The bottom line on this theory it that is logical and likely that a portion of the huge JPM long position demonstrated by the banker participation report could represent gold destined for China on behalf of these agents. As Ferguson asserts and I concur: By extension, China is a party to the bullion bankster net long position. But for the Chinese, this is not just a paper long. It’s a mechanism to take physical gold.
Meanwhile, gold is finally being settled out of the puny deliverable or registered stash on the Comex, which dropped to 490,000 ounces today. Here, JPM holds only 87,071 ounces.
There has been some speculation as to who keeps indiscriminately selling gold in the paper market. Central banks are mentioned a lot. However, at these prices, I don’t think it serves the interests of the U.S. to create conditions whereby China grabs thousands of tonnes of cheap gold in lieu of U.S. Treasuries.
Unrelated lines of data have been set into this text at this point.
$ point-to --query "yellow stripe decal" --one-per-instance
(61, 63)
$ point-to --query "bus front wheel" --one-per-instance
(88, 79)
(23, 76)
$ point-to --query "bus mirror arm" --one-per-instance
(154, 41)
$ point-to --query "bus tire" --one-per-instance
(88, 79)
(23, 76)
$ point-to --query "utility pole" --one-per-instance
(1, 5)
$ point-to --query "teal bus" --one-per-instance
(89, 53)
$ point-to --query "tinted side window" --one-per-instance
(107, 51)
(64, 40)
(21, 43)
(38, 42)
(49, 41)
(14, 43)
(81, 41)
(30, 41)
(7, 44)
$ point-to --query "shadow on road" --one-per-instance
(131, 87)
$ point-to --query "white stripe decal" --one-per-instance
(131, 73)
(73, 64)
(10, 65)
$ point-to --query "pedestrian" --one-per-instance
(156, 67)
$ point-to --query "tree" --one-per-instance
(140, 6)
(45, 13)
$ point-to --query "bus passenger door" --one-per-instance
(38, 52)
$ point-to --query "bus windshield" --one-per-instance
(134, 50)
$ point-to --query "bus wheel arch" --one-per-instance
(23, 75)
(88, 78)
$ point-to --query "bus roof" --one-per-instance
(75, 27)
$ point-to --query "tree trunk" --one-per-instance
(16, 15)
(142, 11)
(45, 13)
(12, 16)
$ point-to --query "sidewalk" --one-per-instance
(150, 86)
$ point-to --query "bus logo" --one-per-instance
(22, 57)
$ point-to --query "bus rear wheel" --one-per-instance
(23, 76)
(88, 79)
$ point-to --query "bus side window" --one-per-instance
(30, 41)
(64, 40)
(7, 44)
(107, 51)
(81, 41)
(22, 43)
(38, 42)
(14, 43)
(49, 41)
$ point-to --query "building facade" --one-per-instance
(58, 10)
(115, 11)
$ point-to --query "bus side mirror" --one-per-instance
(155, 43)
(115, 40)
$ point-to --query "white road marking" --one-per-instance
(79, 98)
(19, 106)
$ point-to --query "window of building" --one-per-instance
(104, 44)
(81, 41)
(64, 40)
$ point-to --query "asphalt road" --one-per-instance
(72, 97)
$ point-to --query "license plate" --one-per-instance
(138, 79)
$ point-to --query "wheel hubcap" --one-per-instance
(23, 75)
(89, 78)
Nor is it in U.S. interest to encourage China to make an announcement that the PBoC holds more gold than Fort Knox. It is a little thing called prestige and waving a big stick.
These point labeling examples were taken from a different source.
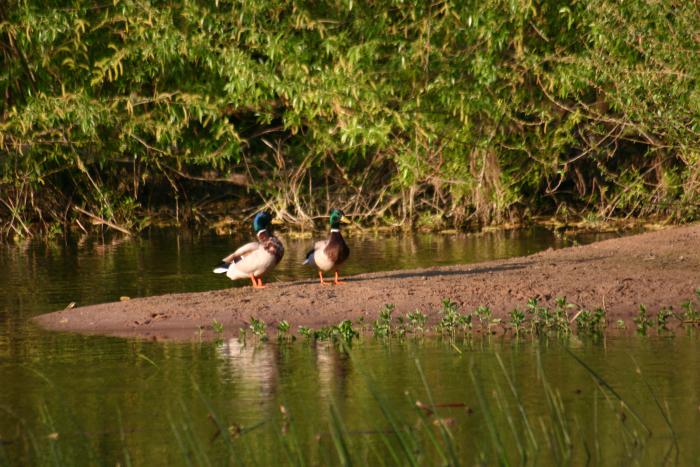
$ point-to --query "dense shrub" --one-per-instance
(449, 113)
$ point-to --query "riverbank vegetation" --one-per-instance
(535, 320)
(438, 115)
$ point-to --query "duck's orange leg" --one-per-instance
(320, 276)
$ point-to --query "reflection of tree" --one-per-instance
(253, 367)
(333, 369)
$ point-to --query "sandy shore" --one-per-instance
(657, 269)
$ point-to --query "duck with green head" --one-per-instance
(255, 258)
(329, 255)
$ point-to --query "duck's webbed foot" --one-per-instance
(257, 282)
(320, 276)
(337, 281)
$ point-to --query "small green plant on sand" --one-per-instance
(642, 320)
(417, 320)
(306, 332)
(449, 320)
(690, 314)
(283, 331)
(561, 315)
(259, 328)
(217, 327)
(484, 313)
(382, 325)
(662, 318)
(517, 318)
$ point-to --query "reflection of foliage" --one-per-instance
(474, 111)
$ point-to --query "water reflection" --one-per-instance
(253, 368)
(333, 368)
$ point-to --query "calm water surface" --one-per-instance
(84, 400)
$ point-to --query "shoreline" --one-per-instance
(657, 269)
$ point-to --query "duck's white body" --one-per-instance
(253, 259)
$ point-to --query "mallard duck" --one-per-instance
(255, 258)
(329, 254)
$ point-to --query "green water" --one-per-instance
(76, 400)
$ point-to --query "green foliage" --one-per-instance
(217, 327)
(486, 110)
(258, 328)
(382, 326)
(642, 320)
(417, 320)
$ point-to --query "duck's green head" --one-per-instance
(262, 221)
(337, 216)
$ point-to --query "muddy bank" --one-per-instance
(657, 269)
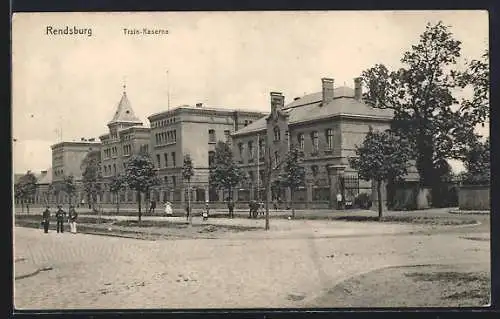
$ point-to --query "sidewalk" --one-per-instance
(299, 213)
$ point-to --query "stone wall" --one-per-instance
(474, 197)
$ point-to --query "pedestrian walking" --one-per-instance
(230, 207)
(73, 215)
(60, 216)
(188, 211)
(46, 220)
(168, 208)
(152, 207)
(206, 211)
(339, 201)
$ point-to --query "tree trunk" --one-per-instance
(117, 204)
(379, 197)
(189, 204)
(139, 204)
(268, 199)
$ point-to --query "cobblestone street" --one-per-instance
(238, 270)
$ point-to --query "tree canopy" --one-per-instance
(477, 164)
(293, 174)
(426, 113)
(91, 176)
(187, 168)
(382, 156)
(225, 174)
(25, 187)
(140, 175)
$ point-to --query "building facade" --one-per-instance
(194, 131)
(326, 127)
(67, 159)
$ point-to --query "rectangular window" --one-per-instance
(300, 140)
(211, 136)
(211, 159)
(262, 148)
(277, 134)
(250, 150)
(329, 138)
(240, 150)
(315, 141)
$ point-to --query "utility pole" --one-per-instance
(168, 91)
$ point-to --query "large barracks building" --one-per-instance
(325, 126)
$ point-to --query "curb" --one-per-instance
(469, 212)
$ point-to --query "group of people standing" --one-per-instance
(60, 219)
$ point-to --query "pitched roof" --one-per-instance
(124, 112)
(309, 108)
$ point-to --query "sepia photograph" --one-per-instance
(251, 160)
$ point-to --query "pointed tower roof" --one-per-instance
(124, 112)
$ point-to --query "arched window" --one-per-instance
(277, 136)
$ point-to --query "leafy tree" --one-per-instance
(116, 185)
(477, 76)
(225, 174)
(68, 186)
(54, 189)
(187, 174)
(25, 189)
(293, 175)
(420, 94)
(271, 174)
(477, 164)
(91, 176)
(141, 176)
(382, 156)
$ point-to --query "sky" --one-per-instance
(66, 87)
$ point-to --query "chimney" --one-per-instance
(277, 101)
(358, 92)
(327, 90)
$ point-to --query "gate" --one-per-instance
(349, 186)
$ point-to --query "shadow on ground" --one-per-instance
(412, 286)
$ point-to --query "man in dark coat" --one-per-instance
(152, 207)
(46, 219)
(60, 217)
(230, 207)
(73, 215)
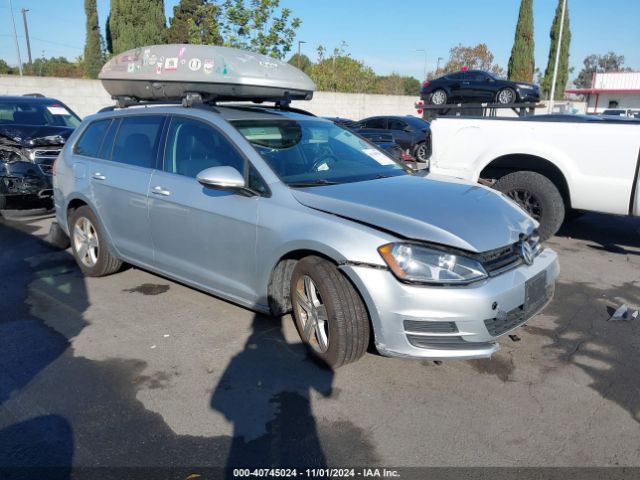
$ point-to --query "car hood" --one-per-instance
(29, 136)
(429, 208)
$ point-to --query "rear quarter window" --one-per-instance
(137, 140)
(91, 139)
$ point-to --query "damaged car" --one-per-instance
(33, 129)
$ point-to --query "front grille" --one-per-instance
(418, 326)
(445, 343)
(501, 259)
(45, 158)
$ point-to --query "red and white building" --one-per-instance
(611, 90)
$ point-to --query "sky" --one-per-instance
(389, 36)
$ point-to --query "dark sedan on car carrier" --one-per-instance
(477, 86)
(33, 129)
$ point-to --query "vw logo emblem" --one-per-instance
(527, 252)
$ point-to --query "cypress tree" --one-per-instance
(136, 23)
(179, 24)
(563, 62)
(93, 47)
(521, 62)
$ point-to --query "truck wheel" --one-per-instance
(329, 314)
(89, 244)
(421, 152)
(537, 195)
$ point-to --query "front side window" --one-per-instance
(137, 140)
(193, 146)
(91, 139)
(311, 152)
That’s why I keep coming back to a rogue or a whale or series of whales within the fund or speculative community. These function as foils and allow the bullion banksters and Chinese to get cheap gold. During the housing bubble, Bear Stearns, Lehman Brothers and AIG were the aggressive players at the margin that allowed the extreme risk and froth in that market. Something similar is going on in the short gold trade. New commitment of trader data released Friday by the CFTC will show the extent through last Tuesday (before the FOMC announcement).
Incidentally, I think these short attacks as occurring in the middle of the night. More accurately, a slinger shows up in the access market after London opens or in the Globex session. Since I am up and awake in Europe during that period, I can see the plunges and the rapid quick-hit volume on the Globex during the speculative attacks. Afterward, when the Comex opens, volume tends to shrivel. Late in the session yesterday, the Comex exhibited signs that some remaining spec longs were being margin liquidated. Those are 2,000- to 3,000-contract sell offs, that are then reversed and have a completely different hallmark from a spec short attack.
Thursday in the comments section on my site, I remarked that GLD showed signs of a high-volume final capitulation. Volume was 90% higher than average. I said that we could see a large extraction. But only 125,400 ounces came out of GLD SPDR. There could still be a delayed release from GLD today, but that seems like chump change for such intense post Mini Me taper market action. More and more, the forensics point to extremely offside slingers driving this action through off-the-deep-end short sales, much more so than western gold liquidations, margin calls and central banks.
Meanwhile on the Shanghai Exchange, it was a very busy night as a stunning 21,392 kg (754,585 oz) was physically delivered. Gold procurement in China appears to be a well oiled machine at this point and gold extraction out of GLD looks exhausted. For its part, the Chinese must be sending the slinger speculators a last minute Christmas card as we speak.
During the session, Pretium released its reserves and resources numbers for Valley of the Kings. This does not include the other previous zones in PVG’s district. It uses a very conservative 5-gram cutoff. Notice that the inferred — which I think is the more recent step-out holes that hit new veins — is 25.6 grams. And here is what’s especially bullish about this report: They only used 0.06 tonnes from the Cleopatra vein, which will be evaluated separately. This is very conservative, making it all the harder to believe they were subjected to such caca a few month ago.
At 5.44, the enterprise value after cash of Pretium is $527 million. This values the high grade and still open VoK at only $39 an ounce, and doesn’t attach any value to the other zones.